Introduction to AGIEval
AGIEval is a sophisticated benchmark crafted to assess the overarching capabilities of foundational models, particularly focusing on domains related to human thought processes and problem-solving. This benchmark draws inspiration from a range of stringent and publicly accessible admission and qualification examinations. These encompass a variety of tests intended for human candidates such as the Chinese College Entrance Exam (Gaokao), the American SAT, law school entrance tests, mathematics competitions, legal proficiency exams, and national civil service examinations. For comprehensive insights into the benchmark, one can refer to the detailed paper titled AGIEval: A Human-Centric Benchmark for Evaluating Foundation Models.
Tasks and Data
AGIEval's dataset has been updated to version 1.1, bringing new datasets from recent Chinese Gaokao exams in chemistry, biology, and physics, while also addressing previously existing annotation issues. To ensure clarity in the evaluation process, all multiple-choice question (MCQ) tasks are now designed to have only one correct answer. Although the datasets specifically in English remain unchanged from version 1.0, the updated version contains a rich variety of tasks totaling 20, including 18 multiple-choice tasks and two cloze tasks.

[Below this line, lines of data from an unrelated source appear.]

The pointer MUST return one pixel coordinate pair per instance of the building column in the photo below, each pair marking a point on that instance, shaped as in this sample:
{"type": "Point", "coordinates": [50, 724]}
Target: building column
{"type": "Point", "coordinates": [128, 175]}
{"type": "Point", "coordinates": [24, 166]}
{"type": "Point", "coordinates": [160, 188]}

The structure of the data format used across the datasets is standardized. Here's a quick overview:
{
"passage": null,
"question": "Set A ={x | x ≥ 1}, B ={x | -1 < x < 2}, then A ∩ B = ($\\quad$)\\",
"options": ["(A) {x | x > -1}", "(B) {x | x ≥ 1}", "(C) {x | -1 < x < 1}", "(D) {x | 1 ≤ x < 2}"],
"label": "D",
"answer": null
}
In certain tasks like Gaokao-Chinese, Gaokao-English, LSAT, SAT, and others, the passage
field contains informative text to aid the question. For cloze tasks, solutions are registered in the answer
field, whereas for MCQ tasks, they are noted in the label
field.
Baseline Systems and Evaluation
AGIEval v1.1's effectiveness has been gauged using powerful baseline systems such as GPT-3.5-turbo and GPT-4o. The evaluation results are visually represented in detailed graphics. To replicate these results, users can follow several straightforward steps, including updating the OpenAI API and running specific prediction scripts.
The results of the evaluations determine the standings on the leaderboard, which encompasses two main subsets: AGIEval-en and AGIEval-zh, specifically targeting MCQ tasks.
AGIEval-en few-shot Performance
- Top Model: GPT-4o, achieving an average score of 71.4.
- Other notable models: Llama 3 400B+ and GPT-3.5-Turbo with varying average scores.
AGIEval-zh few-shot Performance
- Top Model: Once again, GPT-4o scores highest at 71.9.
- Following Contender: GPT-3.5-Turbo with a 49.5 average score.
Contribution and Community Engagement
AGIEval invites contributions and suggestions from the larger community. Before contributing, individuals may need to agree to a Contributor License Agreement (CLA), ensuring they have the rights to contribute. The project adheres to the Microsoft Open Source Code of Conduct, ensuring a respectful and inclusive environment for all contributors.
Trademarks and Usage
The project may involve usage of specific trademarks or logos, and it is essential to comply with Microsoft's Trademark & Brand Guidelines. Unauthorized or misleading usage is strictly discouraged to prevent any confusion.
AGIEval stands as a significant endeavor in benchmarking human-like cognitive proficiency in AI models, paving the way for more intuitive and versatile artificial intelligence solutions.